Il ragazzo, sempre su consiglio della madre, va da a farsi massaggiare la testa per rimpicciolirla, cerca dei capelli da far crescere.
Il massaggio della testa libera il mana, la testa è sede della conoscenza, dell’intelligenza.
Succede qualcosa di strano a Ha’anu’u, nel giardino della ragazza improvvisamente, le piante fioriscono fuori stagione. Ruānu’u tenta il tutto per tutto, si unge il corpo e i capelli con olio profumato, confeziona belle corone per il suo capo con i fiori della sua terra Niufā, porta in dono i gamberetti di Tūa’uru.
Il mana si manifesta attraverso segni, come il fiorire delle piante, che la ragazza non capisce.
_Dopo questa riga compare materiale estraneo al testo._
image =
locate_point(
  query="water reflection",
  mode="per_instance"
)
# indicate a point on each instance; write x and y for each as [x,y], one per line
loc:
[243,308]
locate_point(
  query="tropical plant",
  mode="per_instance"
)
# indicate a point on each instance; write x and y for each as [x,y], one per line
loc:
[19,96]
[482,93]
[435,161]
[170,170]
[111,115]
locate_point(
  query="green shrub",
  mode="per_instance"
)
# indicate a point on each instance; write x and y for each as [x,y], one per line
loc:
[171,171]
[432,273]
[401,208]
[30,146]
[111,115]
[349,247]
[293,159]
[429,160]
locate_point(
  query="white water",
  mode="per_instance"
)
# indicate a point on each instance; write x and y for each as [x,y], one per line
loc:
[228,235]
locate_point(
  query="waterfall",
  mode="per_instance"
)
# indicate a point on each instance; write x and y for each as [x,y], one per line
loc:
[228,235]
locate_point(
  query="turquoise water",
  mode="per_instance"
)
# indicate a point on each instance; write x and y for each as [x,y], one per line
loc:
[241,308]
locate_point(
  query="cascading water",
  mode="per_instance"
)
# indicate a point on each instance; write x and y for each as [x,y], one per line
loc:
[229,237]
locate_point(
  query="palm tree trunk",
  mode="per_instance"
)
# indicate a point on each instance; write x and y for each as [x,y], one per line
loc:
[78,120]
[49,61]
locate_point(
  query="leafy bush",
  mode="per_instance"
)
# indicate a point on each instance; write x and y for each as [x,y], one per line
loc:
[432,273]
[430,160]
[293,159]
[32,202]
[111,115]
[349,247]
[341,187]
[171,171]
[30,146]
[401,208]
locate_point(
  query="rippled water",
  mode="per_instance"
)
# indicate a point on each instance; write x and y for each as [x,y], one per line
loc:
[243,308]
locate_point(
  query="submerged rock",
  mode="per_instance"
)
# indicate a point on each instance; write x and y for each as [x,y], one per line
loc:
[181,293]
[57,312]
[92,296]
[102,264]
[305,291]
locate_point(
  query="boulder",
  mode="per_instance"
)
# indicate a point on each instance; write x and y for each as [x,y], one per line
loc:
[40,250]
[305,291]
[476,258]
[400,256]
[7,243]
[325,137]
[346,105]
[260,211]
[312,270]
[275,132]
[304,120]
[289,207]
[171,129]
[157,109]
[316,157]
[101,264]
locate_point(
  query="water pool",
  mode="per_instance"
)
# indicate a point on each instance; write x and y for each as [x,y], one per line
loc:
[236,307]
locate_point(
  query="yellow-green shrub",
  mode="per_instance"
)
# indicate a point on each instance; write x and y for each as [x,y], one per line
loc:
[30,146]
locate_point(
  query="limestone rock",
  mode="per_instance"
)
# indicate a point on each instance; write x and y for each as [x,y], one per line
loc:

Il mana è nella ricchezza della terra, l’olio profumato, i fiori, i gamberetti, doni che ci provengono dal creatore. I Mā’ohi devono aver coscienza della loro ricchezza dovuta alla terra.
Torna dalla figlia del capo che non faceva che respingerlo. Esasperata, gli scaglia contro il mostro Mō’iri.
Il mana è nel potere di Tehohotauniua che scaccia Ruānu’u.
Tehohotauniua esce e vede un bel guerriero, tale è stata la mutazione di Ruānu’u, che non tornerà mai più da lei, anzi, decide di partire per le isole Hawai’i.
Tehohotauniua cerca di trattenerlo invano, non le resta che piangere a lungo. Le sue lacrime scaveranno la baia di Matavai.
Il mana è nella decisione di Ruānu’u di lasciare la sua isola per un’altra, senza rimpiangere la bellezza di Tehohotauniua, portando con se il proprio mana. È il potere che ha ognuno di noi di scegliere la propria strada.